On the basis of origin, natural resources may be divided into two types:
Biotic — Biotic resources are obtained from the living and organic material, such as forests and animals, and the materials that can be obtained from them. Fossil fuels such as coal and petroleum are examples.
Abiotic – Abiotic resources are those that come from non-living, non-organic material. Examples fresh water, air, rare earth metals etc.
Considering their stage of development, natural resources may be referred to in the following ways:
Potential resources — Potential resources are those that exist in a region and may be used in the future
Actual resources — Actual resources are those that have been surveyed, their quantity and quality determined and are being used in present times..
Reserve resources — The part of an actual resource which can be developed profitably in the future is called a reserve resource.
Stock resources — Stock resources are those that have been surveyed but cannot be used by organisms due to lack of technology.
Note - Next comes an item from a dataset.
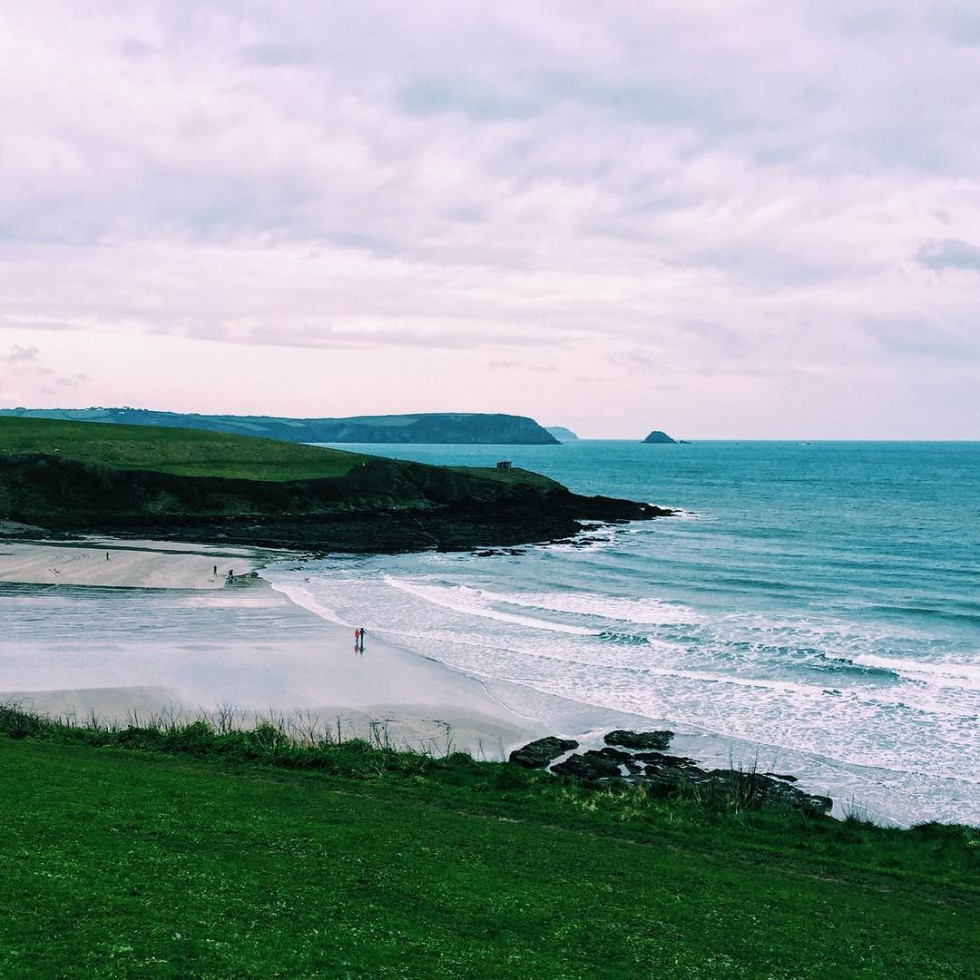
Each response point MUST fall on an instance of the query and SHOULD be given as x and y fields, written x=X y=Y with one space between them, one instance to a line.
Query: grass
x=180 y=452
x=199 y=851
Nature has endowed Himachal Pradesh with a number of important minerals such as, salt, gypsum, clays, mica, limestone, barytes, iron, pyrite and lead, however, limestone and slate are of greater significance. The deposits of slate are found in Mandi, Kangra and Chamba district. Rock salt deposits are located in Mandi district at Gumma and Darang.
Gypsum is found in Sirmaur district. The limestone which is useful raw material for cement industry is found in abundance in Bilaspur, Sirmaur, Mandi and Solan district. In recent survey uranium deposits have been reported in Kullu and Hamirpur districts. Since a long time ONGC has been making efforts to locate combustible gas at Jawalamukhi (Kangra) and Deot Sidh (Hamirpur).
The state is richly endowed with a hilly terrain having an enormous volume of water from the catchment areas of Satluj, Beas, Ravi and Chenab rivers. As such, the state has enormous potential of water resources in the form of glaciers and rivers but ground water resources are limited.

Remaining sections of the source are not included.